How to get access to a column in a 2D list in Python?

Question

I am using a 2D list, and I'd like to calculate its mean value by row. The following is my code:

import numpy as np

mylist = np.zeros((2,120))    # This gives you a 2 by 120 2D list with 2 rows, and 120 columns
average_list = np.zeros(120)

for col in xrange(120):
    average_list[col] = np.mean(mylist[:][col])

However, the above chunk generates this:

IndexError: index 2 is out of bounds for axis 0 with size 2

As I find during debugging, the problem happens at the col in np.mean(mylist[:][col])

May I know what am I wrong about this?

Thanks.

Answer 1

One way to fix your code (with minimal changes) would be

for col in xrange(120):
    average_array[col] = np.mean(myarray[:, col])
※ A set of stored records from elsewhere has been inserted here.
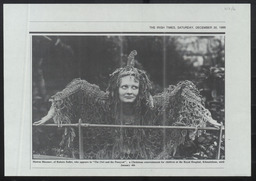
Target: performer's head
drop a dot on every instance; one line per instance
(130, 85)
(128, 89)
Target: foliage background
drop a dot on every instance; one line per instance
(56, 60)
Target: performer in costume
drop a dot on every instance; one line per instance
(128, 101)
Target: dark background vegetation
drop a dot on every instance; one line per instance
(167, 59)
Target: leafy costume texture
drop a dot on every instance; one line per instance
(179, 105)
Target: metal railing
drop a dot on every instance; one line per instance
(80, 125)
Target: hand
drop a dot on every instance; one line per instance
(49, 116)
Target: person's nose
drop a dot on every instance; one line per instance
(129, 90)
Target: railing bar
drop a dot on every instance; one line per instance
(81, 143)
(134, 126)
(219, 144)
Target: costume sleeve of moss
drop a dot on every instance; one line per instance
(182, 105)
(80, 99)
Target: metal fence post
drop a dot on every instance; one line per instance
(81, 143)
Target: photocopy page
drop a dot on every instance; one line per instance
(127, 90)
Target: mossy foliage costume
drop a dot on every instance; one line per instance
(179, 105)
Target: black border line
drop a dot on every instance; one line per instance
(45, 32)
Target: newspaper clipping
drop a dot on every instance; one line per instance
(130, 90)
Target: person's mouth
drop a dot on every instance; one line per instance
(129, 97)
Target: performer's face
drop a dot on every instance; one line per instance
(128, 89)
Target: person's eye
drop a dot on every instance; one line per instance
(124, 86)
(134, 87)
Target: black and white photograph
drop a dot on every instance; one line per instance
(128, 96)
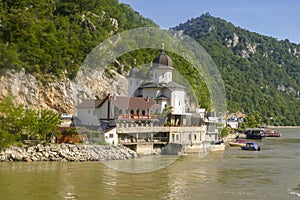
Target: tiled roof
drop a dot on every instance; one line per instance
(89, 104)
(162, 85)
(134, 102)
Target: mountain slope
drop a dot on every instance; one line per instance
(261, 74)
(53, 37)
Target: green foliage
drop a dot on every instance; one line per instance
(252, 120)
(54, 37)
(19, 123)
(225, 132)
(261, 74)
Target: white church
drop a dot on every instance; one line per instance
(160, 87)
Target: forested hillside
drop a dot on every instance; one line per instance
(53, 37)
(261, 74)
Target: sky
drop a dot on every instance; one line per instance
(279, 19)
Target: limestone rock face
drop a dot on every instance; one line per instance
(62, 95)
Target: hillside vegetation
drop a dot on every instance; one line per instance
(52, 38)
(261, 74)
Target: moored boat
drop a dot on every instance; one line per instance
(237, 143)
(272, 133)
(255, 133)
(251, 146)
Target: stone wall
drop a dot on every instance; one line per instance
(66, 152)
(62, 95)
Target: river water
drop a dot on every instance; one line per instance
(272, 173)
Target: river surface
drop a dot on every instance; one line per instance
(272, 173)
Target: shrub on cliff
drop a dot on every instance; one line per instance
(19, 123)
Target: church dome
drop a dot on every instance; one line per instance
(134, 72)
(162, 59)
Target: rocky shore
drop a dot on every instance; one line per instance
(66, 152)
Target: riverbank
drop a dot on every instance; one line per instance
(282, 127)
(66, 152)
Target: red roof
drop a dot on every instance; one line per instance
(134, 102)
(89, 104)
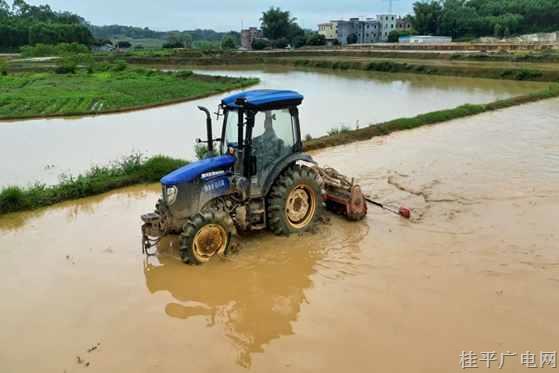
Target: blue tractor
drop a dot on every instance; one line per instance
(258, 178)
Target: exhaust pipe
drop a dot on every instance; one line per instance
(208, 128)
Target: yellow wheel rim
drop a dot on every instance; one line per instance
(210, 240)
(300, 206)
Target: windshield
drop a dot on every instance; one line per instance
(230, 130)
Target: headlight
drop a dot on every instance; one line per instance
(171, 195)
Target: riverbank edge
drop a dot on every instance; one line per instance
(130, 171)
(516, 74)
(16, 199)
(248, 82)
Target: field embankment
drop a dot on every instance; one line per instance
(345, 137)
(47, 94)
(530, 67)
(134, 170)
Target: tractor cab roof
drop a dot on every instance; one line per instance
(262, 99)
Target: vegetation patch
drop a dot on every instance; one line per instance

However, a better way would be to avoid the for-loop and use axis=0:

average_array = myarray.mean(axis=0)   # 1

axis=0 tells mean to take the mean over the first axis, i.e. the rows.

---

A small example may help you see the difference between myarray[:][col] and myarray[:, col]:

In [7]: myarray = np.arange(6).reshape(2,3)

In [8]: myarray
Out[8]: 
array([[0, 1, 2],
       [3, 4, 5]])

In [9]: myarray[:][0]
Out[9]: array([0, 1, 2])

In [10]: myarray[:, 0]
Out[10]: array([0, 3])

As you can see myarray[:][0] selects the 0th row of a (copy of) myarray. So myarray[:][col] raises an IndexError when col is greater than 1, since there are only 2 rows.

Answer 2

mylist has 2 lists in it. So index 2 is out of bounds.

>>> mylist
array([[ 0.,  0.,  0.,  0.,  0.,  0.,  0.,  0.,  0.,  0.,  0.,  0.,  0.,
         0.,  0.,  0.,  0.,  0.,  0.,  0.,  0.,  0.,  0.,  0.,  0.,  0.,
         0.,  0.,  0.,  0.,  0.,  0.,  0.,  0.,  0.,  0.,  0.,  0.,  0.,
         0.,  0.,  0.,  0.,  0.,  0.,  0.,  0.,  0.,  0.,  0.,  0.,  0.,
         0.,  0.,  0.,  0.,  0.,  0.,  0.,  0.,  0.,  0.,  0.,  0.,  0.,
         0.,  0.,  0.,  0.,  0.,  0.,  0.,  0.,  0.,  0.,  0.,  0.,  0.,
         0.,  0.,  0.,  0.,  0.,  0.,  0.,  0.,  0.,  0.,  0.,  0.,  0.,
         0.,  0.,  0.,  0.,  0.,  0.,  0.,  0.,  0.,  0.,  0.,  0.,  0.,
         0.,  0.,  0.,  0.,  0.,  0.,  0.,  0.,  0.,  0.,  0.,  0.,  0.,
         0.,  0.,  0.],
       [ 0.,  0.,  0.,  0.,  0.,  0.,  0.,  0.,  0.,  0.,  0.,  0.,  0.,
         0.,  0.,  0.,  0.,  0.,  0.,  0.,  0.,  0.,  0.,  0.,  0.,  0.,
         0.,  0.,  0.,  0.,  0.,  0.,  0.,  0.,  0.,  0.,  0.,  0.,  0.,
         0.,  0.,  0.,  0.,  0.,  0.,  0.,  0.,  0.,  0.,  0.,  0.,  0.,
         0.,  0.,  0.,  0.,  0.,  0.,  0.,  0.,  0.,  0.,  0.,  0.,  0.,
         0.,  0.,  0.,  0.,  0.,  0.,  0.,  0.,  0.,  0.,  0.,  0.,  0.,
         0.,  0.,  0.,  0.,  0.,  0.,  0.,  0.,  0.,  0.,  0.,  0.,  0.,
         0.,  0.,  0.,  0.,  0.,  0.,  0.,  0.,  0.,  0.,  0.,  0.,  0.,
         0.,  0.,  0.,  0.,  0.,  0.,  0.,  0.,  0.,  0.,  0.,  0.,  0.,
         0.,  0.,  0.]])

Answer 3

When you do mylist[:] you making a copy of the 2D array and then with mylist[:][col] you are indexing the first dimension. Try this:

for col in xrange(120):
    average_list[col] = np.mean([ x[col] for x in mylist] )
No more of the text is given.